Сережа сидит в своем номере и постит пост в фейсбук. Он постит фотографию Саши и подписывает фотографию: «Друзья, вот пулемет, который скоро (но неизвестно, когда) меня расстреляет. Видите, такой белый.  Я каждый день хожу под его прицелом. Я иду и не знаю, пройду ли я „успешно” по „Красной зоне”. Я каждый день могу быть расстрелянным.  А знаете, что такое быть расстрелянным пулеметом? Это когда тебя разносит в куски, в мясо, в клочья. Вот такая моя судьба».

Пост получает очень много комментов.

Я по-настоящему рада, что тебя разнесет в клочья.

Йе-Йе-Йе! Ты крут! Очень круто тебя читать!

Я поддерживаю вас, Сергей.

Вы создали лучший канал за все последнее время! Это такой фан!

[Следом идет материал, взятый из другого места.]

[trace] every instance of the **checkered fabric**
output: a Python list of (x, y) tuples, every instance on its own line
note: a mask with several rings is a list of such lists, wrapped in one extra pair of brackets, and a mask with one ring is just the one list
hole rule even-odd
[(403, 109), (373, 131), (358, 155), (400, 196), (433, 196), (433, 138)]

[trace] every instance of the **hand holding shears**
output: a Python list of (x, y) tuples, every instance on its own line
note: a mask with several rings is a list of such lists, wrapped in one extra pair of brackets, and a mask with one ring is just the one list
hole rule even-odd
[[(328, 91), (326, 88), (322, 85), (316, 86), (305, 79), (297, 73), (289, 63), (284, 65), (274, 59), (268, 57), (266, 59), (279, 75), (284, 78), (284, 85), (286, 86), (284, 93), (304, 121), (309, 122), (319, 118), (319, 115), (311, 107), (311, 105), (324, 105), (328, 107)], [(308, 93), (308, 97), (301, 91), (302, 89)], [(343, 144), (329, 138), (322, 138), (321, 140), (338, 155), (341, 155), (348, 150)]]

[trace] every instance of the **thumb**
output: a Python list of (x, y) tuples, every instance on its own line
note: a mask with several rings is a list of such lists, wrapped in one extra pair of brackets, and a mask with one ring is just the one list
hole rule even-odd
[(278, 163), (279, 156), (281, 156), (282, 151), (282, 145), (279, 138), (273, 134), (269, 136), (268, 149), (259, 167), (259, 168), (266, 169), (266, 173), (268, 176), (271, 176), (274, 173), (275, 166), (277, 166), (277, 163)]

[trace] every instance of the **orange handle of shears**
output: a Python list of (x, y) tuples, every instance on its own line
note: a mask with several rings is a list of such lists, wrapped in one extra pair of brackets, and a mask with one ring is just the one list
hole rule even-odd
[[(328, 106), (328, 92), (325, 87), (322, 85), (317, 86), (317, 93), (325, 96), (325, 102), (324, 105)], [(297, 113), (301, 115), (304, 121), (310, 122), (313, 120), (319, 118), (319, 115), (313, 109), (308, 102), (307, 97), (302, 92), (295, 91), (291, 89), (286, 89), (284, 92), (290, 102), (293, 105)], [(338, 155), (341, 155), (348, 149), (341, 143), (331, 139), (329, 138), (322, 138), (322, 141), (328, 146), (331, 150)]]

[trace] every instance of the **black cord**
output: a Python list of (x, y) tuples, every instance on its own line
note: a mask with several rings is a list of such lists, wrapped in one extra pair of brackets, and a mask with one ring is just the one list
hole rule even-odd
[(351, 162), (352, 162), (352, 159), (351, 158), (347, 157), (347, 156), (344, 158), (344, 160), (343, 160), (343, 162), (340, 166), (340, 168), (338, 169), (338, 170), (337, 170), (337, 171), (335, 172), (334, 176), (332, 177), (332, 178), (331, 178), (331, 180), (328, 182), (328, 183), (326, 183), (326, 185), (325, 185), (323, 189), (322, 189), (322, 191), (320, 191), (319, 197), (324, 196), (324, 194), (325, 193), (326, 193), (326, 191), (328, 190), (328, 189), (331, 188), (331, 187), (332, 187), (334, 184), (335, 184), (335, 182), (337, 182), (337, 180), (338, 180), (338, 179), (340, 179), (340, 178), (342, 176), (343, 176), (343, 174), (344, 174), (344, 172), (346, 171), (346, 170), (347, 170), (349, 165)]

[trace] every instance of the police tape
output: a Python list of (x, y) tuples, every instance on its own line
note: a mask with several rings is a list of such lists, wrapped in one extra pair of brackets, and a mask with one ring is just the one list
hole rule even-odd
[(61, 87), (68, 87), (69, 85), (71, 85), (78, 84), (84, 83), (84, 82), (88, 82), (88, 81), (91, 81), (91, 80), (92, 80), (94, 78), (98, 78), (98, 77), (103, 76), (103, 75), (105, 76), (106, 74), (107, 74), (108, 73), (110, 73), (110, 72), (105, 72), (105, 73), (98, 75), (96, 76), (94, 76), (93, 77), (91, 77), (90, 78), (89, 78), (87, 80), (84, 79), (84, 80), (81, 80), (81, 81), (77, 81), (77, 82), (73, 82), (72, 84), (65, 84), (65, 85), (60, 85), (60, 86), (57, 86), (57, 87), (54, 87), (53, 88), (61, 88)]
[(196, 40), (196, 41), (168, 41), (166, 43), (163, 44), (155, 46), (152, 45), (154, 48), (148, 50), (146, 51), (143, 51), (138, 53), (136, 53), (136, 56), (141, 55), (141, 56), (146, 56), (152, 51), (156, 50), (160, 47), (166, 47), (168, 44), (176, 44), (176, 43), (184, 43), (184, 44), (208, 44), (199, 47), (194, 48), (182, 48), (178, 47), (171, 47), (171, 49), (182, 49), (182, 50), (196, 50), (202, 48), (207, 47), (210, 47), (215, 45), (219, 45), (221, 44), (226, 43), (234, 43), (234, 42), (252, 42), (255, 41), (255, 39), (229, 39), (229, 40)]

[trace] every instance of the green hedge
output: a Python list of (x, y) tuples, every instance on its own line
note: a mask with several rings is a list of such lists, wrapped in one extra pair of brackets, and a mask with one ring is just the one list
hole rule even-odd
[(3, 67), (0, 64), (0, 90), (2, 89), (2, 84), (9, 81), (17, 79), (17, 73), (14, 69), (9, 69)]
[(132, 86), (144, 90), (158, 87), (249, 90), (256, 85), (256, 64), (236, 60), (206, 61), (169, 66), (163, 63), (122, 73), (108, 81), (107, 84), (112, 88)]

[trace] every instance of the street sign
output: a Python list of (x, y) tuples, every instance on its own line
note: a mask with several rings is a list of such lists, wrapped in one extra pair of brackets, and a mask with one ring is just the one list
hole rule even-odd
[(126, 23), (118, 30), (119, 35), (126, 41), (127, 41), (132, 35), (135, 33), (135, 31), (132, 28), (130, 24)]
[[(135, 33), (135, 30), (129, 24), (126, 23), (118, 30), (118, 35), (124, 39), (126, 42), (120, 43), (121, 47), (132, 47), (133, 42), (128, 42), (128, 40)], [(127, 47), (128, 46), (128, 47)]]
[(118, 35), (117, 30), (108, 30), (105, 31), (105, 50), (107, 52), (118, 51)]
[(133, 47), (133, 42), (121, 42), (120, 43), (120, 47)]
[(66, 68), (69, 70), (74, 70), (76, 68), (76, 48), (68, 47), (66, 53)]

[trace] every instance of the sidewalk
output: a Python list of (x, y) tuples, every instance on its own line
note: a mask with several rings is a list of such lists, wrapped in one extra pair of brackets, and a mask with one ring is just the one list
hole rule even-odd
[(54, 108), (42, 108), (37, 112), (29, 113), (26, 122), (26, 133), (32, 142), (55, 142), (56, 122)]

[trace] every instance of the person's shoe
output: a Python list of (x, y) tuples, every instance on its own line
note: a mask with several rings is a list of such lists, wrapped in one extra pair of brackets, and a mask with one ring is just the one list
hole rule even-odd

Ты мерзота, очень жаль, что смерть твоя будет очень быстрой, ты достоин медленной мучительной смерти, тварь, чтобы тебе подохнуть раньше всего этого.

Смерть педофилам!

Сергей Петрович, вы очень хороший педагог!

И так далее.

 

Эпизод 44

 

Осторожный стук в дверь. Да, войдите! Входит охранник, Антон, Михаил или Никодим, неважно. Здравствуйте, вот… в общем, не хотелось бы прямо вот описывать это вот все, завтрак, там, и так далее. Сережа с аппетитом сжирает завтрак. Охранник предлагает (без возможности отказаться) выйти на прогулку, Сережа выходит, видит Сашу, останавливается на минуту. Смотрит на Сашу. И говорит:

— Саша, привет!

И машет рукой. И идет по белой полосе, доходит до красной зоны, сгорбливается, конечно, ну а как, в этой ситуации любой человек бы сгорбился, и потом идет дальше, оборачивается, смотрит на белый неподвижный пулемет и снова говорит:

— Саша, привет!

Идет дальше, и снова оборачивается, и снова смотрит на пулемет.

— Саша, привет! Саша, привет! Саша, привет! Саша, привет!

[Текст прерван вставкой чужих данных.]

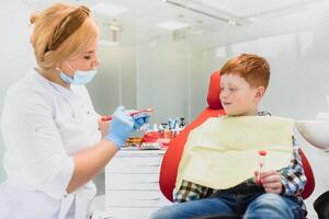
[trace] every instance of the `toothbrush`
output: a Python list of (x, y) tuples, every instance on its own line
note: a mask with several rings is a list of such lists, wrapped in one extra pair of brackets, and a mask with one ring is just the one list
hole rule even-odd
[(262, 184), (261, 182), (261, 174), (262, 174), (262, 170), (264, 166), (264, 162), (265, 162), (265, 157), (268, 154), (268, 152), (265, 150), (260, 150), (258, 151), (258, 154), (260, 155), (259, 159), (259, 169), (258, 169), (258, 175), (257, 175), (257, 184)]
[[(140, 114), (140, 113), (151, 113), (154, 110), (152, 108), (146, 108), (146, 110), (140, 110), (140, 111), (134, 111), (132, 113), (129, 113), (131, 116)], [(106, 122), (106, 120), (112, 120), (112, 115), (109, 116), (103, 116), (101, 118), (102, 122)]]

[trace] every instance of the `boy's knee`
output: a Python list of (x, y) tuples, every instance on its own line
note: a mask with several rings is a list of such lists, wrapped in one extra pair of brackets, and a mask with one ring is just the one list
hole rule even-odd
[(254, 199), (248, 207), (245, 218), (271, 215), (270, 218), (293, 218), (288, 204), (281, 195), (265, 193)]
[(265, 193), (258, 197), (254, 200), (256, 205), (262, 205), (262, 206), (282, 206), (285, 205), (284, 199), (281, 195), (274, 194), (274, 193)]

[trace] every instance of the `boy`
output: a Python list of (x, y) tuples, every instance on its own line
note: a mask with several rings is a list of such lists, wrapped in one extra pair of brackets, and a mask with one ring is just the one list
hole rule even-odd
[[(258, 105), (264, 95), (269, 80), (270, 66), (262, 57), (242, 54), (228, 60), (220, 69), (219, 96), (227, 117), (252, 118), (257, 115), (270, 115), (269, 113), (258, 112)], [(191, 134), (188, 143), (193, 141)], [(291, 140), (291, 137), (288, 138)], [(265, 170), (261, 171), (261, 174), (259, 171), (254, 171), (254, 177), (250, 177), (232, 187), (215, 189), (186, 180), (182, 180), (179, 184), (177, 182), (174, 191), (174, 201), (177, 204), (159, 209), (152, 214), (151, 218), (186, 219), (216, 218), (216, 216), (218, 218), (225, 218), (225, 216), (227, 218), (234, 218), (235, 216), (266, 219), (304, 218), (306, 208), (300, 193), (306, 184), (306, 176), (304, 175), (298, 147), (294, 139), (293, 145), (294, 147), (291, 150), (293, 157), (290, 153), (291, 159), (287, 160), (287, 165), (275, 169), (280, 171)], [(203, 165), (203, 161), (200, 162), (201, 165)], [(185, 164), (185, 166), (191, 165), (189, 162)], [(207, 172), (207, 174), (216, 175), (214, 172)], [(260, 183), (256, 178), (260, 180)]]

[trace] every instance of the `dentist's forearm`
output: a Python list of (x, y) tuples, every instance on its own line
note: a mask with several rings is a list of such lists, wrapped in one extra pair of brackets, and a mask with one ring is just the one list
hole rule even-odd
[(75, 171), (67, 193), (71, 193), (92, 180), (117, 152), (114, 142), (102, 139), (94, 147), (73, 155)]

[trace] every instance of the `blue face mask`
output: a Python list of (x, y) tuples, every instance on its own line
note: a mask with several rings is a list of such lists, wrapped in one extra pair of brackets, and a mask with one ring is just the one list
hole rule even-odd
[[(69, 67), (75, 70), (70, 65)], [(73, 78), (67, 76), (63, 71), (59, 73), (60, 79), (66, 83), (72, 83), (72, 84), (87, 84), (89, 83), (93, 77), (97, 74), (97, 69), (92, 69), (89, 71), (82, 71), (82, 70), (75, 70)]]

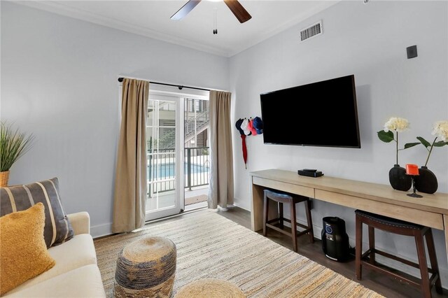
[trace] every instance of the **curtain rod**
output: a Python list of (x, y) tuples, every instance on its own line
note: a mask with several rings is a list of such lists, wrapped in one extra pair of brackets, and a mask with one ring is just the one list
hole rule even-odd
[[(118, 82), (122, 82), (123, 78), (118, 78)], [(173, 85), (173, 84), (167, 84), (164, 83), (158, 83), (158, 82), (149, 82), (150, 84), (157, 84), (157, 85), (163, 85), (164, 86), (173, 86), (177, 87), (179, 88), (179, 90), (181, 90), (182, 88), (188, 88), (188, 89), (195, 89), (196, 90), (203, 90), (203, 91), (210, 91), (209, 89), (204, 89), (204, 88), (197, 88), (196, 87), (188, 87), (188, 86), (179, 86), (178, 85)]]

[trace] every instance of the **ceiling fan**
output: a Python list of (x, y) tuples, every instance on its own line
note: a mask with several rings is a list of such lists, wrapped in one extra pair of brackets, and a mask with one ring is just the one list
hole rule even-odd
[[(230, 10), (235, 15), (240, 23), (248, 21), (252, 18), (246, 9), (237, 0), (223, 0), (224, 3), (230, 8)], [(185, 17), (192, 9), (196, 7), (201, 0), (189, 0), (172, 17), (172, 20), (180, 20)]]

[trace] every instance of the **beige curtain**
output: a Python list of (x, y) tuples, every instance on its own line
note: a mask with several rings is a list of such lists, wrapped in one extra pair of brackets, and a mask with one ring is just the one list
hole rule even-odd
[(149, 82), (125, 78), (115, 179), (112, 232), (131, 232), (145, 223), (146, 113)]
[(233, 154), (230, 97), (232, 93), (210, 91), (211, 174), (209, 208), (233, 204)]

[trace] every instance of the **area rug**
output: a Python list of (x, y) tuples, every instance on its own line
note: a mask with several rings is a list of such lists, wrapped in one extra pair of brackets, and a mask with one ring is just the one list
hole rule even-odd
[(382, 297), (362, 285), (211, 210), (94, 241), (108, 297), (117, 256), (141, 237), (160, 236), (177, 247), (173, 295), (200, 278), (229, 281), (248, 297)]

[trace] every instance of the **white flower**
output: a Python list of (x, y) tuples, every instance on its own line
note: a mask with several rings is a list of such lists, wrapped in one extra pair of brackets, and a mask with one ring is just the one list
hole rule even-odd
[(396, 132), (401, 132), (409, 127), (409, 122), (405, 118), (400, 118), (398, 117), (391, 117), (384, 124), (384, 132), (387, 132), (389, 130), (395, 130)]
[(437, 135), (444, 142), (448, 141), (448, 121), (438, 121), (434, 123), (432, 134)]

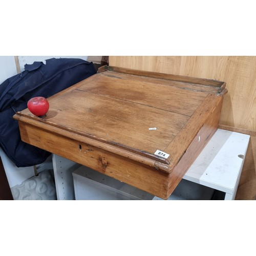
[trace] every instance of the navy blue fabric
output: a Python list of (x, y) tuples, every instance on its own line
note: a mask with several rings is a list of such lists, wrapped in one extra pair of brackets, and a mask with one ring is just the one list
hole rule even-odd
[(25, 69), (0, 85), (0, 146), (17, 167), (41, 163), (51, 153), (21, 140), (16, 112), (33, 97), (48, 98), (96, 73), (92, 62), (78, 58), (35, 61)]

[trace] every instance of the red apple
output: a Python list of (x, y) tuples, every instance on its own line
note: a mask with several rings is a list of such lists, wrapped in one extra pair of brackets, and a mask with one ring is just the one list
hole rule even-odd
[(49, 101), (44, 97), (34, 97), (28, 101), (28, 108), (35, 116), (45, 117), (49, 108)]

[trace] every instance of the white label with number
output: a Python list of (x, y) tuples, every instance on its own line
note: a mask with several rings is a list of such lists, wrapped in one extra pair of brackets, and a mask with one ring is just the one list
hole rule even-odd
[(168, 154), (166, 153), (165, 152), (163, 152), (163, 151), (161, 151), (160, 150), (157, 150), (155, 152), (155, 155), (157, 156), (159, 156), (160, 157), (163, 157), (164, 158), (168, 158), (169, 157), (169, 155)]

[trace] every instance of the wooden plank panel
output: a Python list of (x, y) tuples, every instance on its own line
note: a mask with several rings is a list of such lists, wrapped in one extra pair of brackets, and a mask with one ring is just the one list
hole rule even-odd
[[(189, 116), (208, 95), (208, 93), (184, 90), (174, 86), (157, 83), (156, 81), (153, 83), (136, 78), (123, 79), (123, 76), (115, 74), (113, 77), (106, 73), (108, 72), (100, 74), (96, 84), (86, 83), (79, 90)], [(175, 84), (174, 82), (173, 84)], [(186, 101), (184, 100), (185, 97)]]
[(110, 56), (110, 65), (225, 81), (220, 123), (256, 131), (256, 56)]

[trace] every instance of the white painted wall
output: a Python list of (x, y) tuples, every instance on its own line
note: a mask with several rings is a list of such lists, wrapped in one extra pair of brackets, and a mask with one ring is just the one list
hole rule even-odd
[(14, 56), (0, 56), (0, 84), (17, 74)]

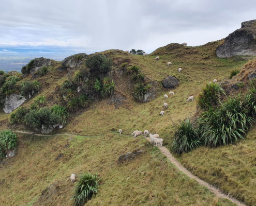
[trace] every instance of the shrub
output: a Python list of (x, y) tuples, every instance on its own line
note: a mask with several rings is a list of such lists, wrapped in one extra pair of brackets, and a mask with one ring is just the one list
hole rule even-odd
[(12, 131), (7, 129), (0, 131), (0, 158), (3, 159), (8, 150), (17, 146), (17, 135)]
[(69, 116), (69, 113), (65, 107), (60, 105), (54, 105), (51, 109), (52, 112), (57, 115), (58, 117), (58, 124), (59, 125), (65, 126), (67, 124), (67, 119)]
[(76, 206), (83, 206), (94, 194), (98, 192), (98, 175), (89, 172), (79, 175), (78, 182), (75, 183), (73, 200)]
[(40, 76), (44, 76), (46, 74), (46, 73), (47, 73), (47, 72), (48, 72), (48, 67), (47, 66), (44, 66), (40, 71), (39, 72)]
[(79, 97), (79, 102), (82, 107), (86, 107), (91, 103), (86, 95), (82, 95)]
[(224, 90), (220, 85), (209, 83), (203, 89), (203, 92), (198, 97), (198, 103), (202, 109), (208, 109), (219, 105), (222, 99), (222, 96), (225, 95)]
[(230, 98), (215, 109), (209, 108), (198, 119), (201, 142), (217, 146), (236, 142), (254, 122), (247, 115), (239, 97)]
[(102, 55), (94, 55), (85, 61), (85, 65), (92, 74), (104, 74), (110, 70), (112, 60)]
[(145, 86), (142, 83), (138, 83), (134, 85), (134, 97), (137, 100), (142, 101), (145, 94), (149, 91), (152, 87), (148, 84)]
[(240, 69), (239, 68), (234, 68), (232, 70), (231, 70), (231, 72), (230, 72), (230, 74), (229, 75), (229, 78), (231, 79), (233, 77), (235, 76), (237, 74), (239, 74), (240, 72)]
[(176, 128), (171, 150), (177, 154), (189, 151), (201, 144), (198, 130), (193, 127), (189, 120), (180, 124)]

Охранник (Антон, Михаил или Никодим, не важно) говорит:

— Ну пойдем, пойдем. Не провоцируйте Сашу.

И они идут.

 

Эпизод 45

 

Довольно резкий стук в дверь. Да, войдите. Входит человек довольно свирепого бурятского вида, высокий, толстый, здоровый.

— Здравствуйте. Я тут у нас за буддизм отвечаю. Тамир Хандаев.

— Здравствуйте. Вы лама?

— Да. Я тут редко бываю. У нас здесь должности постоянной нет. Так, наездами. Я предлагаю сразу подписать прошение о том, чтобы я к вам больше не приходил. Вы же не буддист? Не бурят, не тувинец, не калмык?

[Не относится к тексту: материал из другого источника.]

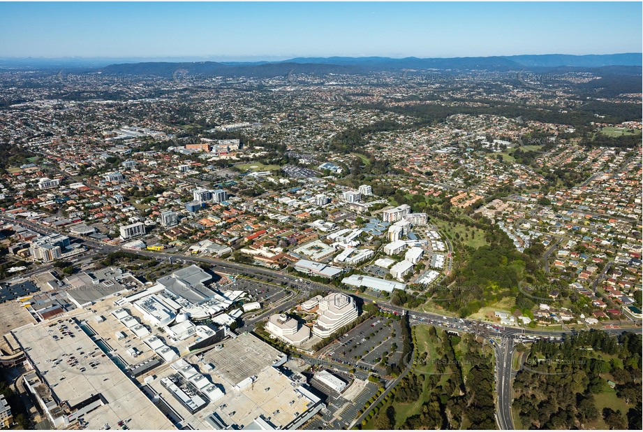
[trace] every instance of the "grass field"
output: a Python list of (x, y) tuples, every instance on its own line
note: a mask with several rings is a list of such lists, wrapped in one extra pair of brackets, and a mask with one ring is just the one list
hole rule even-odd
[[(485, 239), (485, 231), (478, 228), (473, 228), (473, 226), (467, 227), (463, 224), (458, 224), (457, 222), (449, 223), (447, 221), (441, 219), (432, 219), (431, 222), (435, 224), (442, 232), (448, 236), (452, 241), (459, 241), (474, 249), (478, 249), (481, 246), (485, 246), (488, 244)], [(467, 228), (468, 228), (468, 237), (466, 238), (465, 233), (467, 232)], [(459, 240), (456, 239), (456, 233), (460, 236)]]
[(494, 153), (494, 156), (496, 154), (499, 154), (500, 156), (502, 156), (503, 160), (505, 162), (515, 162), (516, 161), (516, 158), (515, 158), (513, 156), (510, 154), (508, 152), (503, 152), (502, 153)]
[(353, 156), (357, 156), (357, 157), (361, 159), (362, 163), (364, 164), (364, 165), (368, 166), (371, 164), (371, 161), (369, 160), (369, 159), (366, 157), (366, 155), (362, 154), (361, 153), (351, 153), (351, 154), (353, 154)]
[(250, 162), (248, 164), (237, 164), (235, 168), (242, 172), (246, 171), (273, 171), (279, 169), (279, 165), (265, 165), (261, 162)]
[(600, 129), (600, 133), (607, 136), (617, 137), (623, 135), (640, 135), (641, 131), (638, 129), (628, 129), (624, 127), (614, 127), (608, 126)]

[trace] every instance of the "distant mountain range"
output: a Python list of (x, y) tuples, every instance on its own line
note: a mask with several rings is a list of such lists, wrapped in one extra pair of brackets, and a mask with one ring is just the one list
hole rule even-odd
[[(107, 59), (103, 59), (103, 62)], [(269, 78), (293, 73), (368, 73), (380, 71), (409, 72), (426, 70), (445, 71), (491, 71), (545, 70), (577, 70), (578, 69), (605, 68), (614, 74), (638, 74), (643, 65), (643, 55), (624, 54), (568, 55), (514, 55), (508, 57), (427, 58), (406, 57), (297, 57), (279, 62), (130, 62), (105, 66), (98, 59), (0, 59), (0, 66), (31, 69), (65, 68), (68, 73), (96, 72), (106, 75), (175, 76), (186, 75), (249, 76)], [(31, 62), (31, 63), (30, 63)], [(27, 66), (28, 64), (38, 66)], [(621, 66), (635, 66), (626, 67)], [(607, 68), (612, 68), (609, 69)]]
[[(187, 75), (251, 76), (269, 78), (293, 73), (355, 73), (370, 72), (440, 70), (452, 72), (485, 70), (519, 71), (529, 69), (625, 68), (625, 73), (637, 73), (643, 62), (641, 54), (603, 55), (519, 55), (512, 57), (455, 57), (420, 59), (406, 57), (298, 57), (283, 62), (145, 62), (111, 64), (101, 68), (108, 75), (147, 75), (169, 77), (177, 73)], [(614, 71), (612, 73), (615, 73)], [(621, 73), (623, 73), (621, 71)]]

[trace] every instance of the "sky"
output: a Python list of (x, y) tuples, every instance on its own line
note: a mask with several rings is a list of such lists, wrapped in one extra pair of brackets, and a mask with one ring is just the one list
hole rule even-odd
[(0, 57), (641, 52), (641, 2), (0, 3)]

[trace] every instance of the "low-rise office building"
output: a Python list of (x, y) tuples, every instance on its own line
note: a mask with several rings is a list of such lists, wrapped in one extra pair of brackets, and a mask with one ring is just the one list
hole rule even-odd
[(319, 317), (313, 326), (313, 334), (327, 338), (342, 326), (357, 319), (357, 305), (350, 296), (335, 292), (319, 301)]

— Нет, не калмык. Но… я как раз думал, что с вами было бы интересно поговорить.

— Не знаю, что тут интересного. Если вы имеете в виду какую-то там философию, то лучше не надо.

— Ну как же. В буддизме такая утешительная концепция множественности инкарнаций. Я думал, вы мне что-то об этом расскажете.

— Да что в этом утешительного? Что хорошего в этой самой реинкарнации? Сначала дикие муки рождения. Ну, родился. Страшное детство. Привыкание к этому миру. Где вы переродитесь — неизвестно. Знаете, хреново переродиться в касте сборщиков пластикового мусора где-нибудь в Мумбаи, врагу не пожелаешь. Вот. Дикое детство с осознанием своей беспомощности. Страшные все эти мучения детские. Когда осознаешь, что родился в хреновой семье и вообще в хреновых условиях. Потом школа, взросление, мучают тебя там по-всякому. Ужас! Потом стал взрослым и понял, что у тебя в жизни нет никаких перспектив. Потом живешь. Потом начинаешь дико, мучительно болеть, потом умираешь. Что в этом хорошего?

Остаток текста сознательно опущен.